Blood pinked his cheeks, and he sipped his drink to avoid her gaze. "Och, 'twas actually a work assignment."
"Aye," he said. "I run PR for Mackenzie Distillery. And...well..."
"Ahh," Claire said, instant understanding dripping from the single, stretched-out syllable. "This wouldn't happen to have anything to do with a certain Mackenzie and his...shall we say....questionable practices where his female employees are concerned?"
He rubbed the back of his neck, uncomfortable. "Unfortunately, yes." Jamie took another sip and gauged her demeanor. Eyes sharp but a light smile -- natural, not forced, he determined -- gracing her lips.
Pink, full lips. Just a hint of moisture from where the whisky had kissed them.
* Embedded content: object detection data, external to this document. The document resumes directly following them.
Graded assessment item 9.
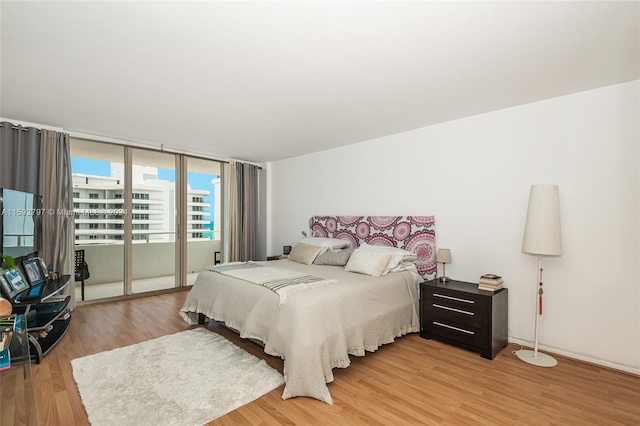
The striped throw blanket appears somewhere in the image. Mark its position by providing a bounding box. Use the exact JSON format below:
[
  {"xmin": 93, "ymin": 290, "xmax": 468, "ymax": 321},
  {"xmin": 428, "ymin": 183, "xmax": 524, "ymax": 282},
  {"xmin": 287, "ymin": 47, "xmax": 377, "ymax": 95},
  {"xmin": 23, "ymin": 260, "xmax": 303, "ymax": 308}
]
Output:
[{"xmin": 209, "ymin": 262, "xmax": 336, "ymax": 305}]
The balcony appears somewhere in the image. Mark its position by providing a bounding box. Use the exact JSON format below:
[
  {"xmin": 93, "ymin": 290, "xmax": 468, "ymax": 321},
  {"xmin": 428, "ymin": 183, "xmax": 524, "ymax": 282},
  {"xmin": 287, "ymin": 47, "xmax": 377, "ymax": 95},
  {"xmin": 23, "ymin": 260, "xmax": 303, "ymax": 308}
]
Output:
[{"xmin": 75, "ymin": 239, "xmax": 220, "ymax": 301}]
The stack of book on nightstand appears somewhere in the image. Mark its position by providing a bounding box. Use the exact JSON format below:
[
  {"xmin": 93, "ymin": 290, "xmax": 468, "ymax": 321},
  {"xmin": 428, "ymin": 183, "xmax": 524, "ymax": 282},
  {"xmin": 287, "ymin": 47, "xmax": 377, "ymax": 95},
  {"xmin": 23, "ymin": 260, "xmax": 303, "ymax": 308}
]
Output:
[{"xmin": 478, "ymin": 274, "xmax": 504, "ymax": 291}]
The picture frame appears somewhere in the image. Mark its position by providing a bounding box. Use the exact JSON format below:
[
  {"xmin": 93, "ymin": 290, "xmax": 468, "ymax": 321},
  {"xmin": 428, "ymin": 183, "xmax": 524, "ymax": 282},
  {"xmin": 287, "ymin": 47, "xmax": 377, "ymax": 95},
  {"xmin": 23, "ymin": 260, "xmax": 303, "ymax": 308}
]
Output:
[
  {"xmin": 22, "ymin": 257, "xmax": 46, "ymax": 286},
  {"xmin": 0, "ymin": 274, "xmax": 13, "ymax": 299},
  {"xmin": 36, "ymin": 257, "xmax": 49, "ymax": 280},
  {"xmin": 4, "ymin": 268, "xmax": 29, "ymax": 294}
]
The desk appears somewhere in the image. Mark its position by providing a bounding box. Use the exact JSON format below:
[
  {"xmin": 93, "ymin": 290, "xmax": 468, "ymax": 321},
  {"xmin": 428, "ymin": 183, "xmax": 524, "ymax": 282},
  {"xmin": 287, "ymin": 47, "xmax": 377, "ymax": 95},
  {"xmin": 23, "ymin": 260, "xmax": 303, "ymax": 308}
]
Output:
[{"xmin": 0, "ymin": 314, "xmax": 37, "ymax": 426}]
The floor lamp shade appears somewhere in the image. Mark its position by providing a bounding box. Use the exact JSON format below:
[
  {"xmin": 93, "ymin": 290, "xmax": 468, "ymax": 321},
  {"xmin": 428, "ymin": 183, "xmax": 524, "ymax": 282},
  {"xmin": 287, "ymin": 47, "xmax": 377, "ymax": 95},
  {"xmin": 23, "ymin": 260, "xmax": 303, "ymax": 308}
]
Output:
[
  {"xmin": 515, "ymin": 185, "xmax": 562, "ymax": 367},
  {"xmin": 522, "ymin": 185, "xmax": 562, "ymax": 256}
]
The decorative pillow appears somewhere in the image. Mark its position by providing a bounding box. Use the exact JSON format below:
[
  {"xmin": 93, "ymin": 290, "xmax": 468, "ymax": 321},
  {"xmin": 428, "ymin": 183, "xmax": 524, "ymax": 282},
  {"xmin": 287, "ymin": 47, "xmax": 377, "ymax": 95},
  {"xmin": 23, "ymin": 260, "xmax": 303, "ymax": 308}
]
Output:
[
  {"xmin": 360, "ymin": 243, "xmax": 418, "ymax": 275},
  {"xmin": 344, "ymin": 249, "xmax": 391, "ymax": 277},
  {"xmin": 313, "ymin": 248, "xmax": 355, "ymax": 266},
  {"xmin": 300, "ymin": 237, "xmax": 349, "ymax": 254},
  {"xmin": 289, "ymin": 243, "xmax": 322, "ymax": 265}
]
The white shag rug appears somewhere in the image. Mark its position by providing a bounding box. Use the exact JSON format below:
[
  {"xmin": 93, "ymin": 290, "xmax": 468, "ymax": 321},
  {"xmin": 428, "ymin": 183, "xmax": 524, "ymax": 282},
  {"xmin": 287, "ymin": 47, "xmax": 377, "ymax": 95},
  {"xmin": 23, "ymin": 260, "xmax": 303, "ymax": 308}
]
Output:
[{"xmin": 71, "ymin": 328, "xmax": 284, "ymax": 426}]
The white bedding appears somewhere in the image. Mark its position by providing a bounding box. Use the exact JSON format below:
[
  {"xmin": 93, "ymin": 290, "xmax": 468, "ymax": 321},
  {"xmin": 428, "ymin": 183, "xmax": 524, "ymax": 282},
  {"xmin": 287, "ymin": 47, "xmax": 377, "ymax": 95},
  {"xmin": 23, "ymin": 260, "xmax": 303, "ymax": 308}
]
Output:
[{"xmin": 180, "ymin": 259, "xmax": 421, "ymax": 404}]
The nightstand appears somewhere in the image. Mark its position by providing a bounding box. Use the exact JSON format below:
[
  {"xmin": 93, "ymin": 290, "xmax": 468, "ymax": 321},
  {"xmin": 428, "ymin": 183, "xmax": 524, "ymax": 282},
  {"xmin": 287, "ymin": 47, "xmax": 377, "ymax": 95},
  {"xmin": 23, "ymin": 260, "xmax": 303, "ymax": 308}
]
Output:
[{"xmin": 420, "ymin": 280, "xmax": 509, "ymax": 359}]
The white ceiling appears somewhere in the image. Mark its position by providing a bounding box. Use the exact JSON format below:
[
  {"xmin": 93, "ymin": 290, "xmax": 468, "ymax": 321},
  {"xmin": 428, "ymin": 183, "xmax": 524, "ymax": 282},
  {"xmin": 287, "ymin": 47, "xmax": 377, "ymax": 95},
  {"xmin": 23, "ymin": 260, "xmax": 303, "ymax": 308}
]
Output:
[{"xmin": 0, "ymin": 1, "xmax": 640, "ymax": 162}]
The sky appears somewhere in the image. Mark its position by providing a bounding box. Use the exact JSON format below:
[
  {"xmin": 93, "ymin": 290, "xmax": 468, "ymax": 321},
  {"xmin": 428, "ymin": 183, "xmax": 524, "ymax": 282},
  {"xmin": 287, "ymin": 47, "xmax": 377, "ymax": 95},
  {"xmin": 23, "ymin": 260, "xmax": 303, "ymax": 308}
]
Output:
[{"xmin": 71, "ymin": 157, "xmax": 218, "ymax": 226}]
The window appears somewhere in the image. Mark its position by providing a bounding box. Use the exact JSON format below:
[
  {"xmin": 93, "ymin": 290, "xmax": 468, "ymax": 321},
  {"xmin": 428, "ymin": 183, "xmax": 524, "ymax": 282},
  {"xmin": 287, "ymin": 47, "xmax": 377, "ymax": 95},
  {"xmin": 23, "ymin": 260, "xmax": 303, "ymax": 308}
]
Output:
[{"xmin": 71, "ymin": 138, "xmax": 222, "ymax": 299}]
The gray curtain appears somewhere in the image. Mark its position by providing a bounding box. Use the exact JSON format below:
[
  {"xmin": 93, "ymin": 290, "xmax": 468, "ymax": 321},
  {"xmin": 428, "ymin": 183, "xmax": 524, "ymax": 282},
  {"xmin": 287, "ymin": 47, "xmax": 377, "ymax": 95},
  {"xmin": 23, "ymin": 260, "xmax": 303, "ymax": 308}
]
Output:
[
  {"xmin": 228, "ymin": 161, "xmax": 259, "ymax": 262},
  {"xmin": 0, "ymin": 122, "xmax": 75, "ymax": 309},
  {"xmin": 39, "ymin": 130, "xmax": 75, "ymax": 308},
  {"xmin": 0, "ymin": 121, "xmax": 41, "ymax": 194}
]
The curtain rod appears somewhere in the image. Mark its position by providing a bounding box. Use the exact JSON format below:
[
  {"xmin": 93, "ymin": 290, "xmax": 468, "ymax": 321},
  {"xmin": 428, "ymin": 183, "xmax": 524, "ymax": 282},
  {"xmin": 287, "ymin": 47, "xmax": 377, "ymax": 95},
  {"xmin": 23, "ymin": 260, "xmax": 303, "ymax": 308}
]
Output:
[{"xmin": 0, "ymin": 124, "xmax": 41, "ymax": 133}]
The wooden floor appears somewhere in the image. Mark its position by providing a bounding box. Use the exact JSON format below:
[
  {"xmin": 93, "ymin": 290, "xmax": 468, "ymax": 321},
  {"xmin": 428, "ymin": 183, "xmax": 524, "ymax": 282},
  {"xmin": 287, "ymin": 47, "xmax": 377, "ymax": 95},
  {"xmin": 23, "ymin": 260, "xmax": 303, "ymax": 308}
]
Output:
[{"xmin": 33, "ymin": 292, "xmax": 640, "ymax": 426}]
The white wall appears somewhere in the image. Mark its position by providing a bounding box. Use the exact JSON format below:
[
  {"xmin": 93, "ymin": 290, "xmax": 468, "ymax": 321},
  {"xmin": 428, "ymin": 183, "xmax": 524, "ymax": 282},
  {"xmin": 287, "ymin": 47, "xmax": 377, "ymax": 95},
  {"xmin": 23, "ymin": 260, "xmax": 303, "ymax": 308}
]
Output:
[{"xmin": 268, "ymin": 81, "xmax": 640, "ymax": 374}]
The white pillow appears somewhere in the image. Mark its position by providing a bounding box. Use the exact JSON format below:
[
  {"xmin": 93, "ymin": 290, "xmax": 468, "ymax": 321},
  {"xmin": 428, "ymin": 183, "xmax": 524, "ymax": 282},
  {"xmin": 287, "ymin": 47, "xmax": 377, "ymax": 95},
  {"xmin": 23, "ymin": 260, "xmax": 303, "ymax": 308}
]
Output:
[
  {"xmin": 359, "ymin": 243, "xmax": 418, "ymax": 275},
  {"xmin": 300, "ymin": 237, "xmax": 349, "ymax": 254},
  {"xmin": 344, "ymin": 249, "xmax": 391, "ymax": 277},
  {"xmin": 289, "ymin": 243, "xmax": 322, "ymax": 265}
]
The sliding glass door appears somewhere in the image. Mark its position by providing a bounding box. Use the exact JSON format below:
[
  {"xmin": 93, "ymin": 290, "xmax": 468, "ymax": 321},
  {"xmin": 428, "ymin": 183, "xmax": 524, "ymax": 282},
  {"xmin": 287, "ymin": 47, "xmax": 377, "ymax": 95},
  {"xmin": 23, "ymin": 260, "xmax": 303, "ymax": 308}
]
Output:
[
  {"xmin": 71, "ymin": 139, "xmax": 223, "ymax": 300},
  {"xmin": 185, "ymin": 158, "xmax": 222, "ymax": 285},
  {"xmin": 129, "ymin": 149, "xmax": 179, "ymax": 294},
  {"xmin": 71, "ymin": 139, "xmax": 127, "ymax": 301}
]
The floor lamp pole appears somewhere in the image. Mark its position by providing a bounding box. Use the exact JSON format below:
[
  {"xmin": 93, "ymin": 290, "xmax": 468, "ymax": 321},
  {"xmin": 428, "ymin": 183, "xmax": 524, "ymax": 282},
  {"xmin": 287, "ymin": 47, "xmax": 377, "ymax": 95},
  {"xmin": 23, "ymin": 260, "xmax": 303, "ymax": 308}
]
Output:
[{"xmin": 515, "ymin": 255, "xmax": 558, "ymax": 367}]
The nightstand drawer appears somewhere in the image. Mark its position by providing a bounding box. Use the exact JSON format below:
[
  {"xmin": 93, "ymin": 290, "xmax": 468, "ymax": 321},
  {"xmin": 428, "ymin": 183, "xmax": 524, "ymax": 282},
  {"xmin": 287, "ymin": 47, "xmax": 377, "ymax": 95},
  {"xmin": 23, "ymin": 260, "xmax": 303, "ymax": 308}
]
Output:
[
  {"xmin": 424, "ymin": 298, "xmax": 487, "ymax": 328},
  {"xmin": 425, "ymin": 287, "xmax": 488, "ymax": 310},
  {"xmin": 425, "ymin": 318, "xmax": 487, "ymax": 348}
]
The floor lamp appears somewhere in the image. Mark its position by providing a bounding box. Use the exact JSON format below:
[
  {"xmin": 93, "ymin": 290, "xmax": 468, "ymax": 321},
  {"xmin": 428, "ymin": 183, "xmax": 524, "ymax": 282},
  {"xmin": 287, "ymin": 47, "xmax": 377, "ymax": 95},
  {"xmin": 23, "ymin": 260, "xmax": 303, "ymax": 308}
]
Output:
[{"xmin": 515, "ymin": 185, "xmax": 562, "ymax": 367}]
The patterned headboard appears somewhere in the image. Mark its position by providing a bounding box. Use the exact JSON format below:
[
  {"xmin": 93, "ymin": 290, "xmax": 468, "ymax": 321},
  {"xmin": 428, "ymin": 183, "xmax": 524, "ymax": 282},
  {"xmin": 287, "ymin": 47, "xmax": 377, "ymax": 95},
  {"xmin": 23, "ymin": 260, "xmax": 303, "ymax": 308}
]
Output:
[{"xmin": 309, "ymin": 216, "xmax": 437, "ymax": 280}]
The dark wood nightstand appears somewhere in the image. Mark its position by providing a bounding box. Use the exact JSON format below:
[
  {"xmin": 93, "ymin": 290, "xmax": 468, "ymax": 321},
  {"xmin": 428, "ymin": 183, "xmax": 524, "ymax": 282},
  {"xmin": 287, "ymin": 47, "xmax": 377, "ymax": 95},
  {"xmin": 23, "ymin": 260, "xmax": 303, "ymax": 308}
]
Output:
[{"xmin": 420, "ymin": 280, "xmax": 509, "ymax": 359}]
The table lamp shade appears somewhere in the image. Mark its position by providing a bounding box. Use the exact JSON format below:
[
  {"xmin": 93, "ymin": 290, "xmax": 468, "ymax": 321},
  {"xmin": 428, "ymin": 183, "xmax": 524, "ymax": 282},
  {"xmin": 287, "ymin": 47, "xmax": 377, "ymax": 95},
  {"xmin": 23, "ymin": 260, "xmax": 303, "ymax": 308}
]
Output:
[
  {"xmin": 436, "ymin": 249, "xmax": 451, "ymax": 263},
  {"xmin": 522, "ymin": 185, "xmax": 562, "ymax": 256}
]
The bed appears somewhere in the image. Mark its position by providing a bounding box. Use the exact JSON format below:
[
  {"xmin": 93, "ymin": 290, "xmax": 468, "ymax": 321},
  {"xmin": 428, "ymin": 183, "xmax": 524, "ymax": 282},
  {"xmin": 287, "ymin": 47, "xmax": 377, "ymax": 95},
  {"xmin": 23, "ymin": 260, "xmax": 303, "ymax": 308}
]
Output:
[{"xmin": 180, "ymin": 216, "xmax": 436, "ymax": 404}]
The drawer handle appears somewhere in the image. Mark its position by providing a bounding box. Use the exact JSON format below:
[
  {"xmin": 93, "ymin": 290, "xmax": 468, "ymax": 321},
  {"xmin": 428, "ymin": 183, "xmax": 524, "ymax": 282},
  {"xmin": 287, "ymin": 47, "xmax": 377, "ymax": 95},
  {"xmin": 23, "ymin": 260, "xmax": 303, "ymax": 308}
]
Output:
[
  {"xmin": 432, "ymin": 321, "xmax": 476, "ymax": 334},
  {"xmin": 433, "ymin": 293, "xmax": 475, "ymax": 304},
  {"xmin": 431, "ymin": 303, "xmax": 475, "ymax": 315}
]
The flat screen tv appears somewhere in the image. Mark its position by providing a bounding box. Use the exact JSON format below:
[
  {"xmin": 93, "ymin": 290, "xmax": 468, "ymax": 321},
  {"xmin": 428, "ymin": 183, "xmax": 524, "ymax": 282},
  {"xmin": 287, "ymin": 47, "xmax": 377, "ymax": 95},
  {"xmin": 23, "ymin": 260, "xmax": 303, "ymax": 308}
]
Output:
[{"xmin": 0, "ymin": 188, "xmax": 44, "ymax": 259}]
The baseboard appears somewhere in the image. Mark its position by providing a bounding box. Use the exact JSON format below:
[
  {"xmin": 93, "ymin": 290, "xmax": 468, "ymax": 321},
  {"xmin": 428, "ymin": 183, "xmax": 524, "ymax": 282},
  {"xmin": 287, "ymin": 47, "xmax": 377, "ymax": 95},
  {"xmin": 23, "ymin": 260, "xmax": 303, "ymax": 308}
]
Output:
[{"xmin": 509, "ymin": 337, "xmax": 640, "ymax": 376}]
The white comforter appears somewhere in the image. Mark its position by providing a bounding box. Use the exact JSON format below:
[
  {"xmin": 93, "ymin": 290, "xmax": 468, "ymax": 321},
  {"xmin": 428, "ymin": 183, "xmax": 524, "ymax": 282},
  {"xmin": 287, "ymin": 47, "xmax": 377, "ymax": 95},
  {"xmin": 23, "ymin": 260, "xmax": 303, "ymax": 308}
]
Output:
[{"xmin": 180, "ymin": 259, "xmax": 420, "ymax": 404}]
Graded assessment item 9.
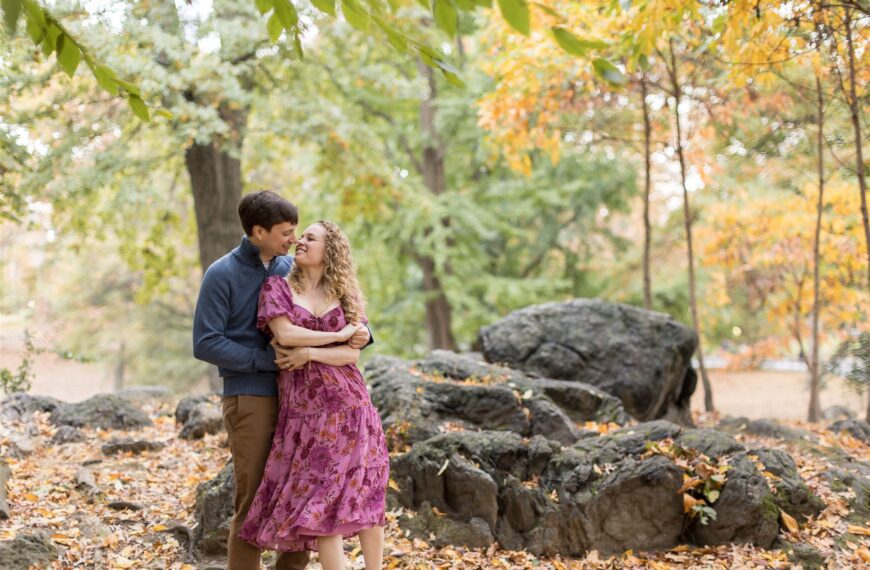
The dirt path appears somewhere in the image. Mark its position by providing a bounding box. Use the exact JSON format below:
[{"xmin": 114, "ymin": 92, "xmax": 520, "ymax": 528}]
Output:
[
  {"xmin": 0, "ymin": 344, "xmax": 865, "ymax": 420},
  {"xmin": 692, "ymin": 370, "xmax": 866, "ymax": 420}
]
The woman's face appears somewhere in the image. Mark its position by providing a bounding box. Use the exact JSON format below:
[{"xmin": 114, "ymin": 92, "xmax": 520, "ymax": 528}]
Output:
[{"xmin": 294, "ymin": 224, "xmax": 326, "ymax": 267}]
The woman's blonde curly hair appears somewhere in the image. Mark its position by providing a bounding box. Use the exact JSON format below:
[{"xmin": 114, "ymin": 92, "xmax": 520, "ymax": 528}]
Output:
[{"xmin": 287, "ymin": 220, "xmax": 366, "ymax": 324}]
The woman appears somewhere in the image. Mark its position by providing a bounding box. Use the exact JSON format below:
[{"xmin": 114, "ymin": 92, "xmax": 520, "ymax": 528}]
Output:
[{"xmin": 239, "ymin": 221, "xmax": 389, "ymax": 570}]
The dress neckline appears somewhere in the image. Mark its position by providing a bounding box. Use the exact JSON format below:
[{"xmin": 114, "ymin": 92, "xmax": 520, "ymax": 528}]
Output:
[{"xmin": 293, "ymin": 302, "xmax": 341, "ymax": 319}]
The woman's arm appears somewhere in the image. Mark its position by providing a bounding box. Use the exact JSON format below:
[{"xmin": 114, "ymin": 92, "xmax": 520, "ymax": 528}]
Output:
[
  {"xmin": 308, "ymin": 344, "xmax": 359, "ymax": 366},
  {"xmin": 269, "ymin": 315, "xmax": 357, "ymax": 346}
]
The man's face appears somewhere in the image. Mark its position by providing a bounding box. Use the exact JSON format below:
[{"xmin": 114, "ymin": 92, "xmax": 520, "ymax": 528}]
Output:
[{"xmin": 251, "ymin": 222, "xmax": 296, "ymax": 257}]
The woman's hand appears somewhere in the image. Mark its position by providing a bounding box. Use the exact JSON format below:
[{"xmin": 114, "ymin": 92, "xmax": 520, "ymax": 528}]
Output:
[{"xmin": 336, "ymin": 325, "xmax": 362, "ymax": 342}]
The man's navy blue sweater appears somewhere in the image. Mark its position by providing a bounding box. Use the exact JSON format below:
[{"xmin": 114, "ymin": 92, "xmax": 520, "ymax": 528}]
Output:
[{"xmin": 193, "ymin": 236, "xmax": 293, "ymax": 396}]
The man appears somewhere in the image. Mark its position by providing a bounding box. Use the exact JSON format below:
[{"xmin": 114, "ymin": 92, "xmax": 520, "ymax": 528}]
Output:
[{"xmin": 193, "ymin": 190, "xmax": 371, "ymax": 570}]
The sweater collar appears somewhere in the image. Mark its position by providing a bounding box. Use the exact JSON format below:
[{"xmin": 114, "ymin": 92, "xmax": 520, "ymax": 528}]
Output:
[{"xmin": 239, "ymin": 236, "xmax": 263, "ymax": 267}]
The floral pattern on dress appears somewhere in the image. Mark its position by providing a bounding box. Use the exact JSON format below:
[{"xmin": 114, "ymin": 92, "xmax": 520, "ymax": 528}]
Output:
[{"xmin": 239, "ymin": 275, "xmax": 390, "ymax": 551}]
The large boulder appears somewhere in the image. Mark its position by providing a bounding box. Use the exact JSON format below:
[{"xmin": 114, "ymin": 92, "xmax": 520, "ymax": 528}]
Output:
[
  {"xmin": 479, "ymin": 299, "xmax": 698, "ymax": 425},
  {"xmin": 366, "ymin": 351, "xmax": 628, "ymax": 448},
  {"xmin": 0, "ymin": 531, "xmax": 58, "ymax": 570},
  {"xmin": 51, "ymin": 394, "xmax": 153, "ymax": 430},
  {"xmin": 193, "ymin": 462, "xmax": 236, "ymax": 554},
  {"xmin": 0, "ymin": 392, "xmax": 63, "ymax": 422},
  {"xmin": 391, "ymin": 420, "xmax": 823, "ymax": 556}
]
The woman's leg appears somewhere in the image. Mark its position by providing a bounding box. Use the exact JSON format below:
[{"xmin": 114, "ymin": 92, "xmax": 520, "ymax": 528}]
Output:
[
  {"xmin": 359, "ymin": 526, "xmax": 384, "ymax": 570},
  {"xmin": 317, "ymin": 534, "xmax": 344, "ymax": 570}
]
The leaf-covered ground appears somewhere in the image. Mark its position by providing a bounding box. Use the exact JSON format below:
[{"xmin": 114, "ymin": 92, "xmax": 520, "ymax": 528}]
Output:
[{"xmin": 0, "ymin": 404, "xmax": 870, "ymax": 570}]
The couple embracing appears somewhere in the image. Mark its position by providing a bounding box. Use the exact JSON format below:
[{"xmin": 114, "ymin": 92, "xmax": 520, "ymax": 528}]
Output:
[{"xmin": 193, "ymin": 190, "xmax": 389, "ymax": 570}]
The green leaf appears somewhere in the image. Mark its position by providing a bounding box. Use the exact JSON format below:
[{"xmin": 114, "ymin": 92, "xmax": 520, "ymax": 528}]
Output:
[
  {"xmin": 274, "ymin": 0, "xmax": 299, "ymax": 32},
  {"xmin": 0, "ymin": 0, "xmax": 21, "ymax": 36},
  {"xmin": 435, "ymin": 59, "xmax": 465, "ymax": 87},
  {"xmin": 373, "ymin": 16, "xmax": 408, "ymax": 53},
  {"xmin": 266, "ymin": 14, "xmax": 284, "ymax": 44},
  {"xmin": 57, "ymin": 34, "xmax": 82, "ymax": 77},
  {"xmin": 27, "ymin": 18, "xmax": 45, "ymax": 44},
  {"xmin": 115, "ymin": 78, "xmax": 142, "ymax": 98},
  {"xmin": 293, "ymin": 30, "xmax": 305, "ymax": 59},
  {"xmin": 341, "ymin": 0, "xmax": 369, "ymax": 32},
  {"xmin": 498, "ymin": 0, "xmax": 529, "ymax": 36},
  {"xmin": 311, "ymin": 0, "xmax": 335, "ymax": 18},
  {"xmin": 91, "ymin": 65, "xmax": 118, "ymax": 95},
  {"xmin": 592, "ymin": 57, "xmax": 628, "ymax": 85},
  {"xmin": 42, "ymin": 22, "xmax": 63, "ymax": 55},
  {"xmin": 552, "ymin": 26, "xmax": 607, "ymax": 56},
  {"xmin": 127, "ymin": 95, "xmax": 151, "ymax": 123},
  {"xmin": 432, "ymin": 0, "xmax": 458, "ymax": 38}
]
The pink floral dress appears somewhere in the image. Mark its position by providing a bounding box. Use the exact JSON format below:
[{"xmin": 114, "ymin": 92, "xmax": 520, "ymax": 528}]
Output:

"I dinna like tae claim them much," he went on, fiddling with a piece of fish before popping it in his mouth and swallowing it. "They're my uncles, ken? So when the issues wi' Dougal leaked, Colum immediately began searchin' for ways to restore public goodwill again." Jamie glanced to Claire, who regarded him with interest, as he picked his glass back up. "He's hopin' that if the Mack brand sponsors some women-run organizations that it'll help to that end."
She nodded her head slowly and took a long draw from her own glass. Embarrassed as he was to associate himself with either uncle, he couldn't help comparing her eyes to the glass held just inches away.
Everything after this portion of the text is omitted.